Başak Gürkan’ın evinde yapılan açıklamada kadınlar adına konuşan Seher Yaşar, Ocak ayından beri Ankara’da 14 kadının katledildiğini, onlardan biri olan Başak Gürkan şahsında katledilen kadınlar için adalet istemiyle bir araya geldiklerini belirtti. Seher Yaşar, İstanbul Sözleşmesi’nden çıkışın yarattığı korunmasızlık ve caydırıcı ceza eksikliği şiddeti beslediğine dikkat çekerek, "Kadınların her gün cinayetlere kurban gittiği, sokakta, evde, okulda, işyerinde, kampüste şiddet ve tacize uğradığı; olmadı üç kuruşa yoğun sömürü altında Kocaeli’de olduğu gibi yanarak can verdiği günleri yaşıyoruz. 'İş yaşamıyla uyumluluk' adı altında uygulanan 'aile' odaklı politikalar, 'ailenin 10 yılı' uygulamaları, tüm bu politikalarla bütünlük içinde şiddetin yeniden ve yeniden üretilmesinde rol oynuyor" dedi.
Seher Yalçın, eşitlik ve adalet mücadelesine her yerde devam edeceklerini ifade ederek konuşmasını bitirdi.

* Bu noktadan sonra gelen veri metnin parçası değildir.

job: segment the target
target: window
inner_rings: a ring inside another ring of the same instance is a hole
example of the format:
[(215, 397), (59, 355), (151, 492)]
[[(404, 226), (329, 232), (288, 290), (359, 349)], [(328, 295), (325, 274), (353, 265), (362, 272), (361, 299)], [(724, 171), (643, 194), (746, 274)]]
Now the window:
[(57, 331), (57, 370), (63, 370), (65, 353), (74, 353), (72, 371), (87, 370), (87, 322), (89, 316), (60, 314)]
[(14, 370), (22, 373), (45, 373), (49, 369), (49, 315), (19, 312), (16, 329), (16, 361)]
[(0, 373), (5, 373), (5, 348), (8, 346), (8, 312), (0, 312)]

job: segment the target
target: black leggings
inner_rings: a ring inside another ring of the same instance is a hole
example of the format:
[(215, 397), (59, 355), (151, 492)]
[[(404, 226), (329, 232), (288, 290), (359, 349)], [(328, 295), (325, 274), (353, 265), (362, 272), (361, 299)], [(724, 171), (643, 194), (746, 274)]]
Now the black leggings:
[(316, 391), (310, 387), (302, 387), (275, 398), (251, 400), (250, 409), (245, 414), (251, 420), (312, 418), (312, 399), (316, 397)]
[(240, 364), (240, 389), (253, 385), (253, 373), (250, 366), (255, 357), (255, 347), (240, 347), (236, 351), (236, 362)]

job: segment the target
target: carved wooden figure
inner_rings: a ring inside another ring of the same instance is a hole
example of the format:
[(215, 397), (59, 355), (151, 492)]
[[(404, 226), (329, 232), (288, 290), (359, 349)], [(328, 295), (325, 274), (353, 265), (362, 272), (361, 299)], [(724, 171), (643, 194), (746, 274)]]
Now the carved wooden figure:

Ardından Başak Gürkan’ın ablası ve kuzeni söz alarak, başka kadın cinayetlerinin yaşanmaması için faillere gerekli cezaları vererek yasaların işletilmesini talep etti. Konuşmaların ardından, yarın yapılacak olan 25 Kasım yürüyüşüne katılım çağrısı yapıldı.